There's a new set of pictures in the Flickr album, mostly the 4 x 4's in the community garden but also a couple of the "Hen and Chicks" blooms in my garden. I didn't know they bloomed until last year, but they have beautiful flowers!

Friday, July 3, 2009

Non-Toxic Mosquito Spray

I was horrified last night when I was closing up for the night to find that there were about 100 mosquitoes on my kitchen ceiling and walls. Yikes!

What to do? I have no bug spray in the house and really wouldn't want to use a toxic spray in my kitchen anyway.

But I grabbed my spray bottle, put in 1/2 cup of water, added 1/4 tsp of dish soap and three drops of peppermint oil. I shook it a bit and started spraying.

The mist hit the 'skeeters and they sort of did a little tizzy dance, curled up and fell down dead. It took about three seconds. Yowzers. In two minutes my kitchen was free of mosquitoes, and smelled really nice to boot.

There were three or four lingerers this morning which must have been hiding in the curtains or behind the dishwasher. I sprayed them and they turned toes up and died.

No more skeeters. :)

Thursday, July 2, 2009

Ahhhh-CHOOOO!

I have grown quite aggravated at whatever critter has been eating my garden. Other people are dealing with aphids and white flies. I have no aphids and only a few scattered white flies; But I do appear to have a cow visiting my teeny patch. Well, a small cow... but one who adores watermelon vines and bean plants!

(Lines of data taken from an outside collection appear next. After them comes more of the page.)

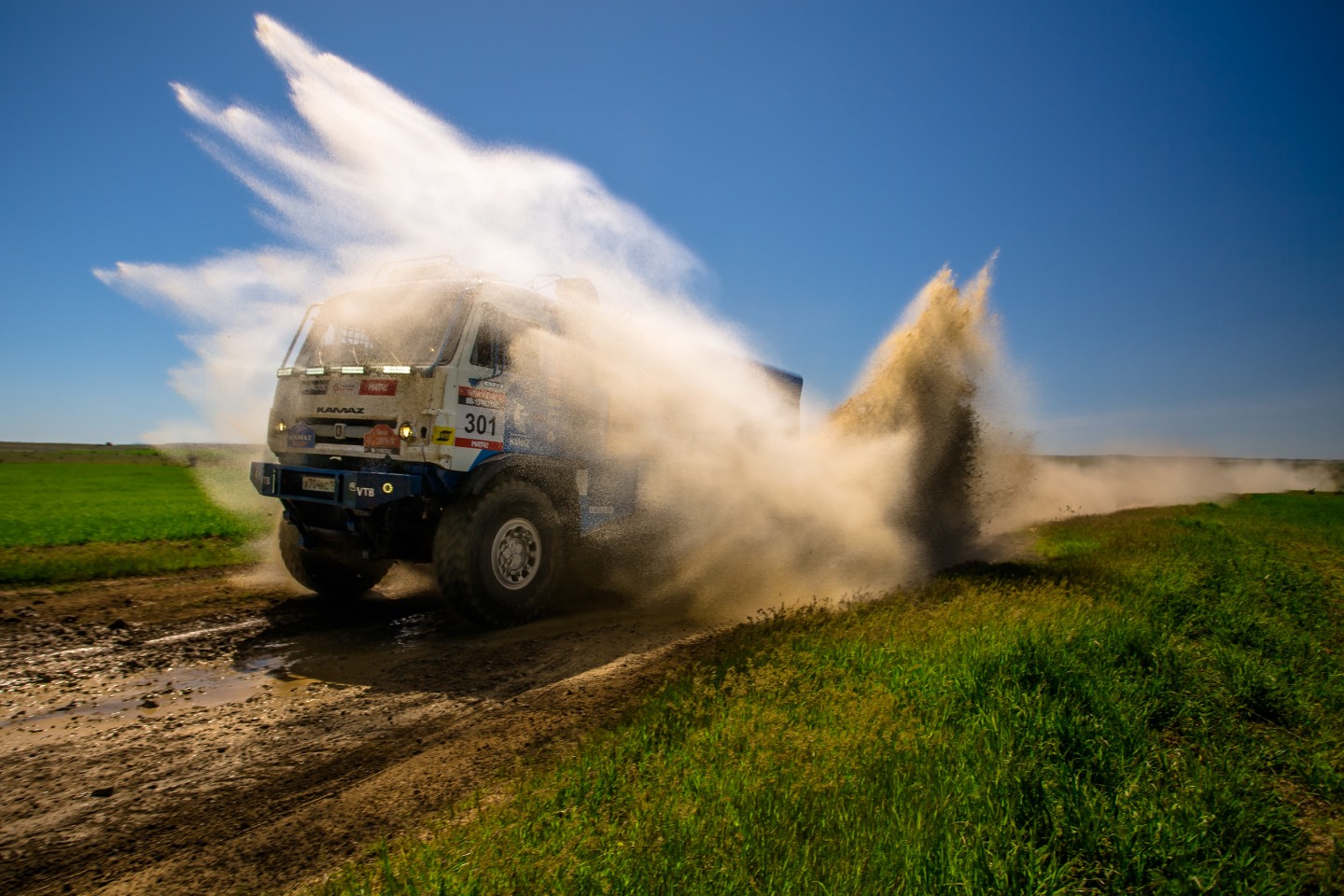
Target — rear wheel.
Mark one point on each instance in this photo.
(497, 558)
(326, 569)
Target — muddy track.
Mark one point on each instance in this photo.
(202, 735)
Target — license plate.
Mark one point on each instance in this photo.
(320, 483)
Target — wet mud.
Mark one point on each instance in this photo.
(199, 735)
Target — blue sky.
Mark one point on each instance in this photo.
(1163, 183)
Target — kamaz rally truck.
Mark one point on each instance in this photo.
(408, 427)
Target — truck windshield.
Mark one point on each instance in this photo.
(405, 324)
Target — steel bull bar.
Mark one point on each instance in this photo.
(357, 489)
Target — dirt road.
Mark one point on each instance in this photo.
(199, 735)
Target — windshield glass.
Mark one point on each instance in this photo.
(405, 324)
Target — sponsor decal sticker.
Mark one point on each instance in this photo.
(301, 436)
(479, 398)
(381, 438)
(479, 443)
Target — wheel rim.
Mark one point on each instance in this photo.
(516, 553)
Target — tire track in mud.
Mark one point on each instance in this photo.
(156, 742)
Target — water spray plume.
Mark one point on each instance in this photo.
(904, 476)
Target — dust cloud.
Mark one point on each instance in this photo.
(910, 473)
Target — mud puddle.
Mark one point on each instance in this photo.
(165, 737)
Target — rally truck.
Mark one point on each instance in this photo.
(408, 427)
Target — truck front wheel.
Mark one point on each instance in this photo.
(326, 571)
(497, 558)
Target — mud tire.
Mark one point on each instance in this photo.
(341, 578)
(497, 558)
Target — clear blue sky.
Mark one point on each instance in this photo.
(1164, 184)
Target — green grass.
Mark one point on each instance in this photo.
(1155, 704)
(77, 520)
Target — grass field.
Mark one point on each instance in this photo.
(1152, 703)
(76, 513)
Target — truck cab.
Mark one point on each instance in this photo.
(417, 421)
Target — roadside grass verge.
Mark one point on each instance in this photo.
(64, 522)
(1154, 703)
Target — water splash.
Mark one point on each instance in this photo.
(900, 480)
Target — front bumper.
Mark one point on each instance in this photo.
(355, 489)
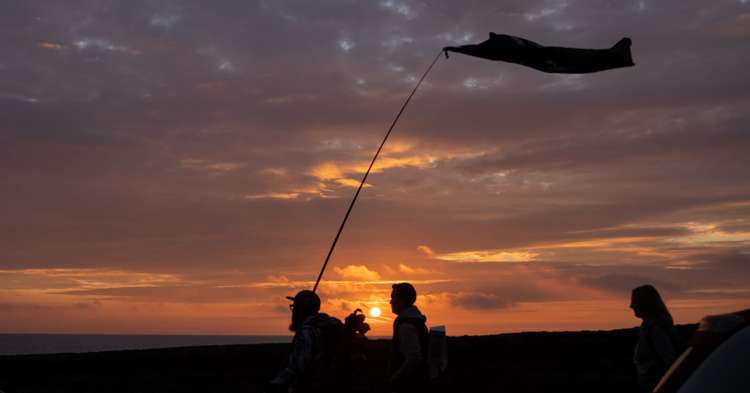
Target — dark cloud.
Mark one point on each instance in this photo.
(183, 137)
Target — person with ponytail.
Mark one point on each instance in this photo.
(656, 350)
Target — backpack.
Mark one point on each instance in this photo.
(433, 343)
(437, 352)
(341, 348)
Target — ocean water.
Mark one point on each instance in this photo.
(22, 344)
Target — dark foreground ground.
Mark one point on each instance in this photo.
(591, 361)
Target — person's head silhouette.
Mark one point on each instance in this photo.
(403, 296)
(648, 305)
(304, 304)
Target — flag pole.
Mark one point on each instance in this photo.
(367, 173)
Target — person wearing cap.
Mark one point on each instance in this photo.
(408, 365)
(307, 369)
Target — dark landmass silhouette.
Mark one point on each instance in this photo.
(585, 361)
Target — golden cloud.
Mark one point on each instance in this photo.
(357, 273)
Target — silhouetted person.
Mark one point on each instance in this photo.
(655, 351)
(408, 365)
(310, 368)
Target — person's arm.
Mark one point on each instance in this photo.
(662, 345)
(410, 349)
(299, 359)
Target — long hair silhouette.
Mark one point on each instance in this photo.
(651, 306)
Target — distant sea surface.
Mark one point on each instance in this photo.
(21, 344)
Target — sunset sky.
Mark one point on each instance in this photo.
(179, 166)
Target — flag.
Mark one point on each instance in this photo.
(554, 59)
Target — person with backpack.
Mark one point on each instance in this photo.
(311, 363)
(408, 366)
(658, 343)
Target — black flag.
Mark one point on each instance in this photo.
(502, 47)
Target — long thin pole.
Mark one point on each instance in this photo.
(364, 178)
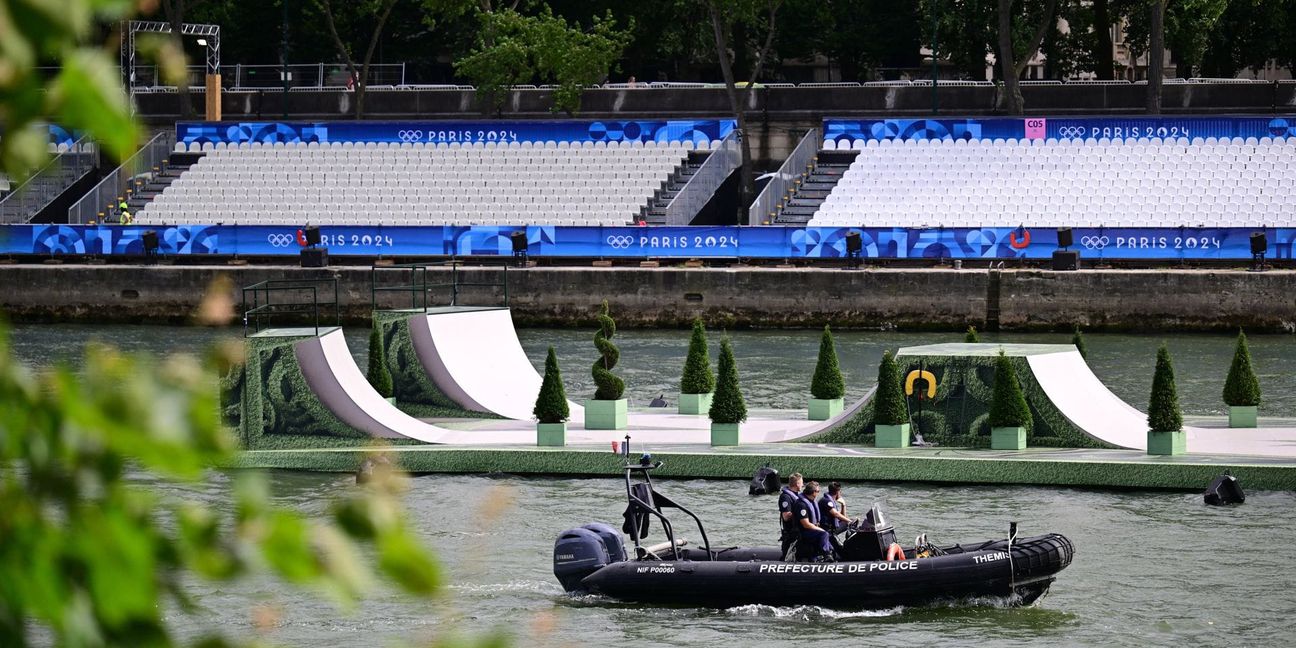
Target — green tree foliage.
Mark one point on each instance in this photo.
(1242, 388)
(379, 375)
(551, 403)
(515, 48)
(609, 386)
(827, 382)
(1163, 408)
(889, 405)
(93, 556)
(727, 405)
(697, 367)
(1007, 406)
(86, 95)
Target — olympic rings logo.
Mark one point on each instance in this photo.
(1094, 243)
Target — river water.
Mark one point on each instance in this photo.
(1151, 568)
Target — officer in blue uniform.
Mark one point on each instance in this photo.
(814, 539)
(788, 499)
(832, 509)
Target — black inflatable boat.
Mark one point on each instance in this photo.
(594, 560)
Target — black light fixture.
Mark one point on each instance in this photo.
(854, 245)
(1259, 246)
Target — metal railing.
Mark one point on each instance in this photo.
(125, 180)
(776, 192)
(700, 188)
(48, 183)
(265, 306)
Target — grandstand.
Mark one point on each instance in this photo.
(590, 183)
(923, 183)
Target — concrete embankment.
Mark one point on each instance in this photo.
(736, 297)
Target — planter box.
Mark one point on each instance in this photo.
(824, 408)
(551, 434)
(1167, 442)
(725, 433)
(891, 436)
(1007, 438)
(605, 415)
(1242, 416)
(695, 403)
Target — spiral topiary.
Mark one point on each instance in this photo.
(609, 386)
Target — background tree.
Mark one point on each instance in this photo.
(697, 367)
(376, 9)
(379, 373)
(515, 49)
(889, 405)
(827, 382)
(727, 17)
(1242, 388)
(609, 386)
(1163, 408)
(727, 406)
(1008, 406)
(1012, 60)
(551, 402)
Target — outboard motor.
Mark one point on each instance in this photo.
(765, 481)
(577, 554)
(612, 541)
(1225, 490)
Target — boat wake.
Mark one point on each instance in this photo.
(806, 612)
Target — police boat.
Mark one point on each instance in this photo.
(868, 569)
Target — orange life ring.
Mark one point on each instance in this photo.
(896, 552)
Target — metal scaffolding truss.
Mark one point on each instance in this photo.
(210, 33)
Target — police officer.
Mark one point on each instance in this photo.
(814, 539)
(788, 499)
(832, 509)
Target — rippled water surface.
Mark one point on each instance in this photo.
(1151, 568)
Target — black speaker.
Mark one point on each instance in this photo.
(1259, 243)
(854, 244)
(1065, 259)
(315, 258)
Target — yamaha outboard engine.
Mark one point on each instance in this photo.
(1225, 490)
(765, 481)
(579, 552)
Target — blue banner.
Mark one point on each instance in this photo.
(1064, 127)
(771, 243)
(436, 132)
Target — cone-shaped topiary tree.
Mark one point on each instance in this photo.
(609, 386)
(1078, 340)
(380, 376)
(697, 368)
(727, 406)
(551, 402)
(1242, 389)
(1163, 410)
(827, 382)
(1007, 406)
(889, 406)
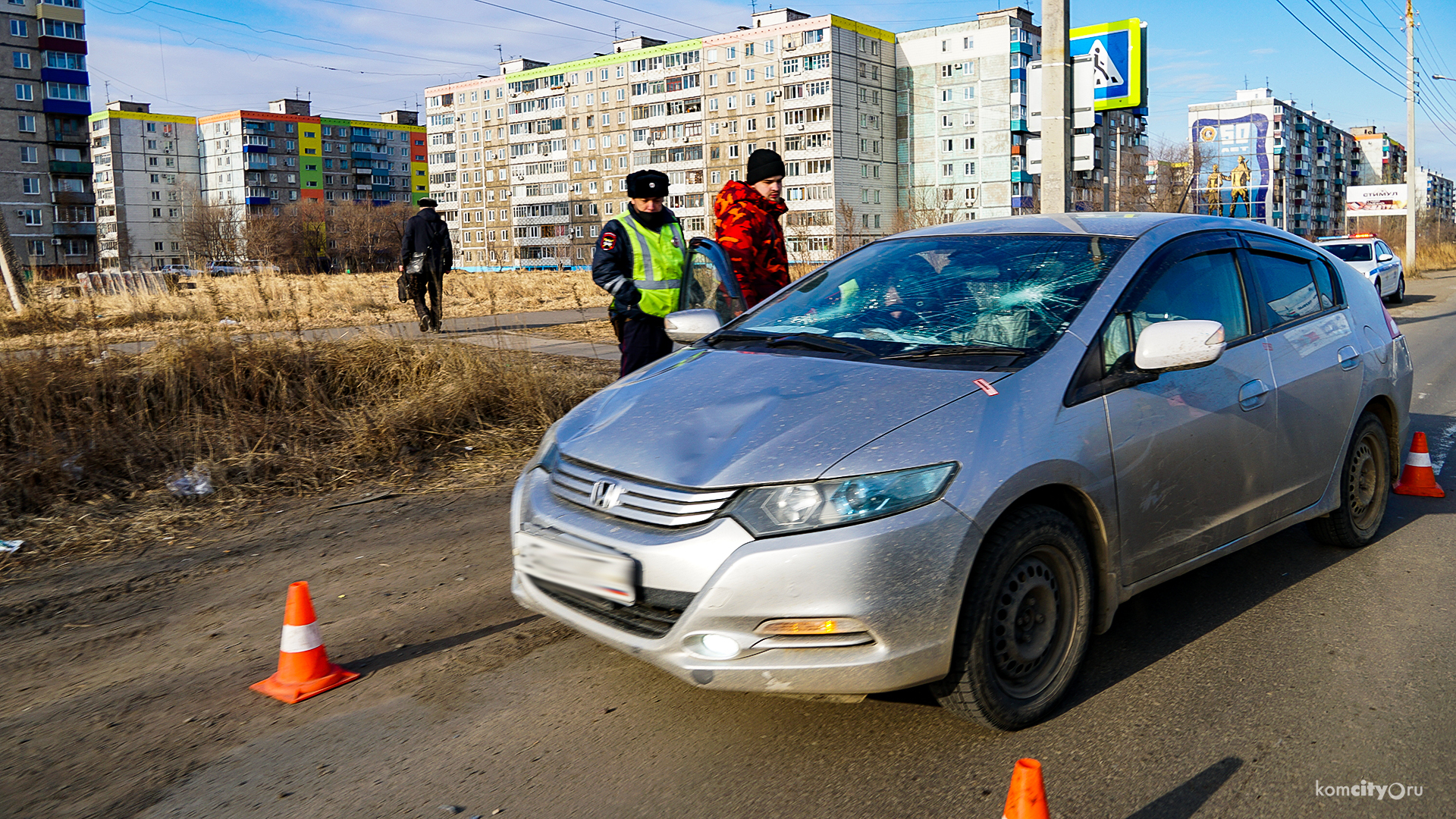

My first two watermelon plants were eaten off right down to the stem. The second set have grown and produced a half dozen marble-sized watermelons. Still a long way to go but it's a start towards that watermelon I am longing for!

That is until the hungry hungry whatever came and began eating on them again. It stripped half the leaves and ate all but one watermelon in two nights. The only watermelon left is one I put a flowerpot on.

And my bush beans! Several plants eaten right down to the stem!

This calls for war! The live trap was baited, with a slice of watermelon and some ripe cherries. No luck. The "cow" prefers fresh, organic, thanks, not yer "boughten" stuff.

War is ramped up. As the shadows fell yesterday I mixed up two teaspoons of Louisiana Tabasco (aka known as Texas mouthwash), three drops of dishwash soap and a cup of water in a spray bottle and liberally sprayed/doused my melons and beans. I got caught in the spray drift at one point, gasp! cough, snort! Potent stuff! Good!

About 1:00 am I was awakened by the now familiar sound of little feet scrambling over the loose pots at the base of the watermelon SIP. There was a pause, the sound of nibbling (I have very acute hearing) and then....

Ah-choo! Ah-choo! AHHHHHH-CHOO!

Then Hisssssssssss....... Apparently a comment on the quality of my greenery! LOL

This morning, a bean leaf nibbled, but no further depredations thanks. Tonight I will repeat the spraying until "Mr. Hungry" gets the message and moves to the orchard next door.